Jérôme Zonder expose à Chambord

Écrit par Rédaction Terres de Loire. Publié dans CULTURE

Du 10 juin au 30 septembre, Chambord accueille l’un des meilleurs dessinateurs d'aujourd'hui : Jérôme Zonder. Le projet de l’exposition consiste, dans un lieu qui célèbrera très bientôt son 500ème anniversaire, à interroger la question lancinante de la mémoire et de la trace, selon une visée croisant l’anthropologie, l’éthique et le politique.

Jérôme Zonder impose sa virtuosité et son intelligence critique par le truchement de dessins réalistes ou plus suggestifs, employant le fusain, la mine de plomb ou le travail à l’empreinte. S’il restreint volontairement et exclusivement sa pratique au dessin, c’est pour reprendre la main, au sens propre comme au sens figuré, face au flot d’images numériques qui nous débordent constamment : le travail qu’il produit à partir de ces images réintroduit une dimension à la fois organique et temporelle qui les transforme, et les soumet à un retour critique.

Essentiellement fondée sur notre rapport à l’Histoire, l’œuvre de Jérôme Zonder sera chez elle à Chambord, dans ce lieu du patrimoine superposant les couches temporelles. Saisi par l’artiste comme un véritable corps historique, dont le fameux escalier serait la colonne vertébrale, le château accueillera dans l’exposition des superpositions de temporalités, comme autant de sédiments questionnant la mémoire collective.

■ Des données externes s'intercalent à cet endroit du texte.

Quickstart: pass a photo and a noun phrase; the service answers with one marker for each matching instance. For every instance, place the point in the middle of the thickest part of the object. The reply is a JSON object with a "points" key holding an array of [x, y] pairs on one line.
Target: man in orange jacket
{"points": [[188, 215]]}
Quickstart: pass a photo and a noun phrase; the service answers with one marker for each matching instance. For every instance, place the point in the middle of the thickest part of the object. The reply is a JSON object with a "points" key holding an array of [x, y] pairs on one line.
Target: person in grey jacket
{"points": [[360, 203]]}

Avec plus de 130 œuvres, dont près de la moitié produite pour l’occasion, l’exposition montrera notamment une forêt de 30 mètres courant sur les murs, sur laquelle seront accrochés les « fruits de l’histoire », 89 dessins au format identique et normatif (24 x 32), issus de collections privées, qui formeront comme une narration en accéléré de l’espèce, de l’empreinte rupestre à la greffe bionique opérée en 2014 sur un soldat américain. A cet ensemble s’ajouteront une galerie de portraits de « blessés », révélant autant d’accidents de l’histoire, mais également des foules de mains sur de très grands formats, hésitant entre révérence et idolâtrie, tendresse du contact et hystérie collective…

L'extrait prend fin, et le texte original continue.